Firstly it is a joint venture so GBG's entitlement to that 16mtpa figure is only 50%, ie 8mtpa.
Secondly initial production is actually 10-11mtpa (8mtpa from Karara, 2-3 DSO).
Thirdly we have a cost blow out on the initial stage 1 production. This will add more debt and dilution to the existing shares on issue.
Forth, we don't know if stage 2 16mtpa will be funded from existing cashflows or debt/equity.
You also need to discount GBG's expected cash flows, don't value GBG 'now' on its future profit. Need to discount for risk and time value.
MRRT should have a minimal affect on GBG during the first few years of operation and I am still not 100% certain on the taxing point of magnetite ore under the MRRT.

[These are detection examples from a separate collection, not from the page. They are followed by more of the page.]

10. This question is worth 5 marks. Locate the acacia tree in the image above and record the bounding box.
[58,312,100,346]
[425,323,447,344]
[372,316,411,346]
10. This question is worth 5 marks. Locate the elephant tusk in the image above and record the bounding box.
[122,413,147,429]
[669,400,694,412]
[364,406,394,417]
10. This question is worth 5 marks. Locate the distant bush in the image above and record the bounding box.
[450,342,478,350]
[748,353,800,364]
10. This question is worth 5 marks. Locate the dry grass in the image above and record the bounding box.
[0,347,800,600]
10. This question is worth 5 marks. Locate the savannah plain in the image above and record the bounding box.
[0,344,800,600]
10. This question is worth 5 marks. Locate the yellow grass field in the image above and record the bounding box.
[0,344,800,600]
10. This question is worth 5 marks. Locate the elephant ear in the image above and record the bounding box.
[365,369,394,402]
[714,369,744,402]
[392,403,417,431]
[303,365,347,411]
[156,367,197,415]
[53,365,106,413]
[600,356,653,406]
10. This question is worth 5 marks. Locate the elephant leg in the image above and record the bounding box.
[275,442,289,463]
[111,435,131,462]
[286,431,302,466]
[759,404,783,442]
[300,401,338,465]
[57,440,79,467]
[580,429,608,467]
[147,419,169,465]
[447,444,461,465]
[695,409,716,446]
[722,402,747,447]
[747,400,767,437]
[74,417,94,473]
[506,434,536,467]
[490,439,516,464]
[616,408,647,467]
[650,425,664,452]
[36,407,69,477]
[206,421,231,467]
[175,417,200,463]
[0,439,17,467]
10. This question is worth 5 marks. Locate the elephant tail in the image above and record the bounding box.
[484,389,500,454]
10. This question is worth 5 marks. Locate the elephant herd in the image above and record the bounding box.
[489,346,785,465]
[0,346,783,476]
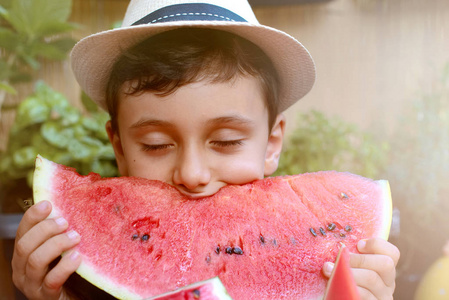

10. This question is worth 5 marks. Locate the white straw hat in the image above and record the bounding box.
[71,0,315,111]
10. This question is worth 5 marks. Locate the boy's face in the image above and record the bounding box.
[107,76,285,198]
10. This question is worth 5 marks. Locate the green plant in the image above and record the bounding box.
[0,82,118,185]
[276,111,388,178]
[384,63,449,288]
[0,0,75,109]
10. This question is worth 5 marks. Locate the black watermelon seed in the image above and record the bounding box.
[320,227,326,236]
[327,223,337,231]
[232,247,243,255]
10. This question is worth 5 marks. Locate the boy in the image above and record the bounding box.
[12,0,399,299]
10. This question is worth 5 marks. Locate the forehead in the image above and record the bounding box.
[118,76,268,127]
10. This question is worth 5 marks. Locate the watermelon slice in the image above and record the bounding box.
[324,244,360,300]
[147,277,232,300]
[34,156,392,300]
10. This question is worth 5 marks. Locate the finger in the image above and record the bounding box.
[16,201,51,241]
[357,286,378,300]
[357,238,400,266]
[25,230,80,286]
[42,250,81,296]
[350,253,396,287]
[11,218,68,287]
[352,269,394,299]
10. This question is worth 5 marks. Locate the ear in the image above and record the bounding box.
[106,121,128,176]
[264,114,286,176]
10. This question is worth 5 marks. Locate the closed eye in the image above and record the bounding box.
[142,144,173,151]
[210,140,243,147]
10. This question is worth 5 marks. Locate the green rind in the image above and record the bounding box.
[33,155,392,299]
[33,155,141,299]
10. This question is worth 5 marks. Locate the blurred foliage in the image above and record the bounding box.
[385,64,449,282]
[275,111,388,178]
[0,82,118,186]
[0,0,76,99]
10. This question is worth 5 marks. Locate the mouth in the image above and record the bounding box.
[178,189,211,200]
[175,185,224,200]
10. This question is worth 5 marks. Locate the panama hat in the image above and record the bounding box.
[71,0,315,111]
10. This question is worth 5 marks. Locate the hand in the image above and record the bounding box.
[323,238,400,300]
[11,201,81,300]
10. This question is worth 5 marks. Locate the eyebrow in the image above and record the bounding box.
[130,119,174,128]
[130,115,254,129]
[207,115,255,126]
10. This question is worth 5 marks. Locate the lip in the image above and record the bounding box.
[178,189,215,200]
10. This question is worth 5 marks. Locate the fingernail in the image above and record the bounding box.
[55,217,67,226]
[70,250,80,260]
[36,201,50,211]
[357,240,366,250]
[67,230,80,240]
[324,262,334,274]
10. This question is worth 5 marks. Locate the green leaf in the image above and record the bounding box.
[41,121,75,148]
[0,82,17,95]
[0,28,22,51]
[7,0,72,38]
[15,96,50,129]
[13,146,38,168]
[68,139,96,162]
[29,42,67,60]
[37,21,78,37]
[81,91,98,112]
[0,0,12,9]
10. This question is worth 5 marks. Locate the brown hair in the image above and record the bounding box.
[106,28,278,131]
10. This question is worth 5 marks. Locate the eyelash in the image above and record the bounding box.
[211,140,243,147]
[142,140,243,151]
[142,144,171,151]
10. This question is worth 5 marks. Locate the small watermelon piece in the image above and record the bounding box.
[148,277,232,300]
[34,156,392,300]
[324,244,360,300]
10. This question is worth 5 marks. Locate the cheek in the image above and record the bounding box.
[220,150,265,184]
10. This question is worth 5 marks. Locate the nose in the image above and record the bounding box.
[173,147,211,192]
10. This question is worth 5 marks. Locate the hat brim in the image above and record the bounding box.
[71,21,316,112]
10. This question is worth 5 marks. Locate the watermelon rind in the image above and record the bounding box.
[376,180,393,240]
[34,156,392,299]
[33,155,141,299]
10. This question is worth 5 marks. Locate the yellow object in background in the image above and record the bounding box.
[415,242,449,300]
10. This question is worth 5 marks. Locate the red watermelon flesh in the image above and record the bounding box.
[148,277,232,300]
[34,157,391,300]
[324,244,360,300]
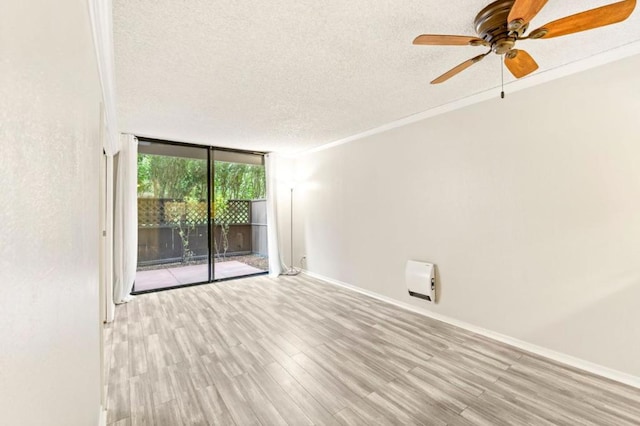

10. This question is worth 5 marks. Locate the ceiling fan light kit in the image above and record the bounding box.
[413,0,636,84]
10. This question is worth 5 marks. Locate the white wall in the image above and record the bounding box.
[0,0,101,426]
[295,56,640,376]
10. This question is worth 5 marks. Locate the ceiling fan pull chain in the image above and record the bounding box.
[500,54,504,99]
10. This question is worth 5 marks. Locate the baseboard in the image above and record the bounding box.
[98,406,107,426]
[302,270,640,389]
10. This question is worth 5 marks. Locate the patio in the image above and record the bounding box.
[134,260,265,292]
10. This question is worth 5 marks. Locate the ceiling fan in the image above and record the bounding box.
[413,0,636,84]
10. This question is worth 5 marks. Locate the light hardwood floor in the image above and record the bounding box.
[106,276,640,426]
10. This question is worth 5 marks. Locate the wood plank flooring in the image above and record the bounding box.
[106,276,640,426]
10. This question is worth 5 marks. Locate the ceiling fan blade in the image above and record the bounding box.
[413,34,487,46]
[531,0,636,38]
[504,49,538,78]
[431,51,491,84]
[507,0,547,29]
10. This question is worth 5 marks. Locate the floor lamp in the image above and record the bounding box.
[283,183,300,275]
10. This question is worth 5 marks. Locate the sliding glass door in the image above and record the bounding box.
[134,138,268,292]
[134,141,210,292]
[211,150,269,280]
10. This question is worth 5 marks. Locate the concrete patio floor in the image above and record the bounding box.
[134,260,265,291]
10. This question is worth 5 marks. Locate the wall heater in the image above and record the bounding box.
[405,260,436,303]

Regardless GBG is cheap at current levels given the current IO price. The big question is whether iron ore goes back to long term averages or sustains a long term price above $US 100? Personally I believe it will, and thats when true value will be recognised. GBG should be a $2+ stock once Karara is in production given our current amount of shares on issue.
Just take a look at the market caps of MGX and AGO. These stocks have no debt, but have short mine lives. GBG will have the debt, but the benefit is the long mine life of Karara with world class infrastructure to support it - rail, concentrator etc etc. This was always the appeal of GBG over the others for me, not to mention a large Chinese backer. Unfortunately I never believed in AGO.